こんにちは! 看護学生です。
今回のブログでは、勤医会で行なわれた看護講座についてお報せです。
講座は、この4月に看護学校に入学した方から専門学校2年生、大学3年生と
幅の広い皆さんを対象に行ないました。
まだ学校生活のことで頭がいっぱいな方もいるかもしれませんが、
何か学んでくれたらうれしいな……と思いながらの開催です。
今回の看護講座は、「透析について」をテーマに行なっていただきました。
講師は、東葛病院に勤務するF看護師。
早速ですが、「透析」って何か、ご存知ですか?
なんとなくは知っていても、どんな人が、どんな症状で、どんな治療をすることなのかは意外と知らない人もいるかもしれません。
資料や実際の医療器具を紹介しながら講義してくれました。
透析のことに触れる前に、身体の仕組みをおさらいしましょう。
透析と一番密接な関係にある臓器は、腎臓です。大きく分けて、6つの働きがあります。
水分量のコントロール、血圧の調節、老廃物の排泄、電解質の調節、造血機能を促進、ビタミンDの活性化です。
腎臓の働きは、血液内の余分な水分や電解質、老廃物を濾し出す機能があり、これはやがて尿となり膀胱に溜まります。
腎臓の細い血管が障害されるような病気になると、腎臓のろ過機能が低下してしまいます。

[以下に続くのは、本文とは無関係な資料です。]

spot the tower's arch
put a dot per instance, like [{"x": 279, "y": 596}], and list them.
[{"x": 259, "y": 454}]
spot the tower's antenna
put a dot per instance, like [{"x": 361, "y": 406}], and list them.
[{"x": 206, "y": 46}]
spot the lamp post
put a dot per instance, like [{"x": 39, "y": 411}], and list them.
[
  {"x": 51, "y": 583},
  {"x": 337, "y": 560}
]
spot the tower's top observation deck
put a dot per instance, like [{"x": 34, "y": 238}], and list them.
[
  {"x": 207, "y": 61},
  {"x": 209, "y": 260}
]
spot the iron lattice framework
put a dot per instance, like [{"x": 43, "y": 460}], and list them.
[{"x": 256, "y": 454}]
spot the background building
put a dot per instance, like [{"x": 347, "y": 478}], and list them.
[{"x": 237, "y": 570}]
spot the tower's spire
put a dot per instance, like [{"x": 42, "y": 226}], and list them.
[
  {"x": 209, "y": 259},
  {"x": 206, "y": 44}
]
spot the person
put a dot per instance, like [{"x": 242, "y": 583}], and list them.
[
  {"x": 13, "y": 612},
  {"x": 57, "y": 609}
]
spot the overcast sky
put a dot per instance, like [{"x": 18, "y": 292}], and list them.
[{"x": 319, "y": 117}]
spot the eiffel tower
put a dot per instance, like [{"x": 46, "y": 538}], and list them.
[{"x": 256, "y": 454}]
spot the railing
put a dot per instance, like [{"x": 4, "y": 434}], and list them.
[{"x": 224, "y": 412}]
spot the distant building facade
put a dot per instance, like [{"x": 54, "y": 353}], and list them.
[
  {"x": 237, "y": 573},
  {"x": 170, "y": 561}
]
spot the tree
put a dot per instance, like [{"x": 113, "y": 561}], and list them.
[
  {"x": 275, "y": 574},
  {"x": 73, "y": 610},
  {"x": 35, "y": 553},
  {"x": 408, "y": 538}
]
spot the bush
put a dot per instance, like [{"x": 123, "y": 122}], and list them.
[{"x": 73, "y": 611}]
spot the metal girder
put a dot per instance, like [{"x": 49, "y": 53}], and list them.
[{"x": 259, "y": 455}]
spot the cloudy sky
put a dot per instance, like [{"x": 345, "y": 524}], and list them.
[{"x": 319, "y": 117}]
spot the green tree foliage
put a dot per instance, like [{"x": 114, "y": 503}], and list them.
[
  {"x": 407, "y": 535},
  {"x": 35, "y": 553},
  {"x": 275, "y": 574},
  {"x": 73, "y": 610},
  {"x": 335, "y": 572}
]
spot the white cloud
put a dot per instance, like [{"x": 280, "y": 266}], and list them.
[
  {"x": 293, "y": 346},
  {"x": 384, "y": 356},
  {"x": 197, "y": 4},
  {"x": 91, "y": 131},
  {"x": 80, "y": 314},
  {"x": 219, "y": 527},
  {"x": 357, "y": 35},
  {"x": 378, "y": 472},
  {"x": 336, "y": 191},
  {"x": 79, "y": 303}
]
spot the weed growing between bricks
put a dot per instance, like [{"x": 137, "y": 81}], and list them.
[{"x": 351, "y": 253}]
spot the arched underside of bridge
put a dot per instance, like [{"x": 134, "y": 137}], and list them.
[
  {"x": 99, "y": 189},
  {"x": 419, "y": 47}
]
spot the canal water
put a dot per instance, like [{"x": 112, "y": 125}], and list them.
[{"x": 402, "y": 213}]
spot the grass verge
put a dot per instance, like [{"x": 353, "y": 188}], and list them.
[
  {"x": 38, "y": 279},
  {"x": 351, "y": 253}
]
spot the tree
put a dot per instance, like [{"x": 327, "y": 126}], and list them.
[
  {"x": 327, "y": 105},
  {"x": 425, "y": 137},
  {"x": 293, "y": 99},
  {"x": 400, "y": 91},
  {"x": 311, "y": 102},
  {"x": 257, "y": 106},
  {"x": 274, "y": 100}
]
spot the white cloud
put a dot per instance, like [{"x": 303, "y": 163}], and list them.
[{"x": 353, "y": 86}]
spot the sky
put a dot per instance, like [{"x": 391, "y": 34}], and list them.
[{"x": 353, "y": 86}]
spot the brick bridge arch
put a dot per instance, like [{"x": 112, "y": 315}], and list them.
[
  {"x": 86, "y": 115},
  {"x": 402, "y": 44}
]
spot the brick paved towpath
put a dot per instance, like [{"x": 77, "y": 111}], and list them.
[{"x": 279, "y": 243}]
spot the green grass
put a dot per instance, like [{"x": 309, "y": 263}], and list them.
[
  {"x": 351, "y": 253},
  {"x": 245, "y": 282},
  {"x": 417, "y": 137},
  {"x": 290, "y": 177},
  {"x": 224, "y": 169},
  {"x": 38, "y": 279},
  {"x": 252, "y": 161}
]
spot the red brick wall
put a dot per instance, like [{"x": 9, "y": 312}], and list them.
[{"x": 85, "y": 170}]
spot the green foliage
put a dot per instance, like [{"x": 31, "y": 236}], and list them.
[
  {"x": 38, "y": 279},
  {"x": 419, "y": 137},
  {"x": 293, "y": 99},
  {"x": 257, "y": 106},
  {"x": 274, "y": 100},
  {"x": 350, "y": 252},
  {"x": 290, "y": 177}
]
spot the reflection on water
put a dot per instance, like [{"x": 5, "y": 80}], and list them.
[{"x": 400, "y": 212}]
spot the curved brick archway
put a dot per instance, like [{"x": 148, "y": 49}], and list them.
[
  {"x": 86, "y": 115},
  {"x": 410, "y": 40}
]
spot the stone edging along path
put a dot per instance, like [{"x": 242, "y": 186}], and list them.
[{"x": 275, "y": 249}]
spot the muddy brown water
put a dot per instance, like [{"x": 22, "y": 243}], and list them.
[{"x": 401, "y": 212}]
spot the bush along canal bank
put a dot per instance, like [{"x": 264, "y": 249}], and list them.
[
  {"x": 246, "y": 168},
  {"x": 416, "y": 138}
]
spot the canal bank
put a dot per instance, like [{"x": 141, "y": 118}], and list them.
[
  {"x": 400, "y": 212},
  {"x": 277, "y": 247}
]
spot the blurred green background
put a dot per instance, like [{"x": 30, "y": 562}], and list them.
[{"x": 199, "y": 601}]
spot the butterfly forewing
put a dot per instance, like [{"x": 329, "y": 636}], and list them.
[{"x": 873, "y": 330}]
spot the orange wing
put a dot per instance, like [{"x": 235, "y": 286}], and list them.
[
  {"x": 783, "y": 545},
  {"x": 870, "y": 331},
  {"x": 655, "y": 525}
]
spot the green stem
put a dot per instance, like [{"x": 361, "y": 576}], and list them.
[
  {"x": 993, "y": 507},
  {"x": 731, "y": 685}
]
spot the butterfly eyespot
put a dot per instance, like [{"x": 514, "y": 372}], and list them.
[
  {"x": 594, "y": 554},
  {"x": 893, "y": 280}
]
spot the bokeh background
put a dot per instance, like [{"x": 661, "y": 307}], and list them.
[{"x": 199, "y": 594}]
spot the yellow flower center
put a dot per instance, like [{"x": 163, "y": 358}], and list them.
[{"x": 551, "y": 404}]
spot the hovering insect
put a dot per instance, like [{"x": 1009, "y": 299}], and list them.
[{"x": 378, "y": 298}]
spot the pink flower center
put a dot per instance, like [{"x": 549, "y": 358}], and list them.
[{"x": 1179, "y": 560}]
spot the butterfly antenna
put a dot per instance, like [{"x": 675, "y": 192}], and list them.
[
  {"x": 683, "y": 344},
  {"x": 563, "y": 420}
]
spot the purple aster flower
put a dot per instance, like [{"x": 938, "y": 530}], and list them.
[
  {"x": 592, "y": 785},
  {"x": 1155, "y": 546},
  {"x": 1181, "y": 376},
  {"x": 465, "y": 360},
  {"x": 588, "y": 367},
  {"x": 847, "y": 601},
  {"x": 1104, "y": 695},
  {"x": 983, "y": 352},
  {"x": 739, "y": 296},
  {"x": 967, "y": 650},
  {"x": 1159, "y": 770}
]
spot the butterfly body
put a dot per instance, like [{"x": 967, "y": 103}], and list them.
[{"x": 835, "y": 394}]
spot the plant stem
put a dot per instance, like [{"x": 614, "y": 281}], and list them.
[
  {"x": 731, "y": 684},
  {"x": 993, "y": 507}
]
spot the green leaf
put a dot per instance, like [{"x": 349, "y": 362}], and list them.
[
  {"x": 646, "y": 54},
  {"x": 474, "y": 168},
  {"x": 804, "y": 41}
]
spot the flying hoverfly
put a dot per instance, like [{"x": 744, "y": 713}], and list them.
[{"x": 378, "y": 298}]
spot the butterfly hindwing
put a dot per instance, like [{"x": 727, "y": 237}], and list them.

このような障害をおこしやすい病気は、急性腎不全・慢性腎不全・糖尿病・高血圧・ネフローゼなどが挙げられます。
そこで、透析治療を行なうわけです。
身体から血液を抜き、機械に通すことによって余分な水分や老廃物を濾しとります。
基本的に週3回通院し、1日4時間をベッドの上で過ごし、健康状態を保っているのです。
また、沢山の血液をポンプで体外に吸い出すため、動脈と静脈を繋ぐ「シャント」という手術を受けます。
透析治療を受けている方は、体重を保つために食事や水分の摂取制限を行ない、常にコントロールしています。
体調の良い時の体重を基本とし、設定体重(ドライウェイト)の3%~5%以内に体重増を抑えなくてはいけません。
しかし透析を長年続けていくと、腎機能が退化し、尿が全くでなくなっていきます。
食事や、体の外に出ない老廃物が残ることにより、体重は増加してしまいます。
ご自身の体重は何キロくらいでしょうか?
例えば70kgの人であれば、ドライウェイトは3.5kg、40kgの人は0.8kg。
水分をこれしか摂ることができない生活を想像してみてください。
また、毎回太い針を腕に差し、そのまま4時間過ごします。
そして、食事制限があります。カリウム、リン、水分、塩分などを多く含む食べ物は、
腎臓から排泄されるべきものがたまってしまうため、健常者と同じように食べることができません。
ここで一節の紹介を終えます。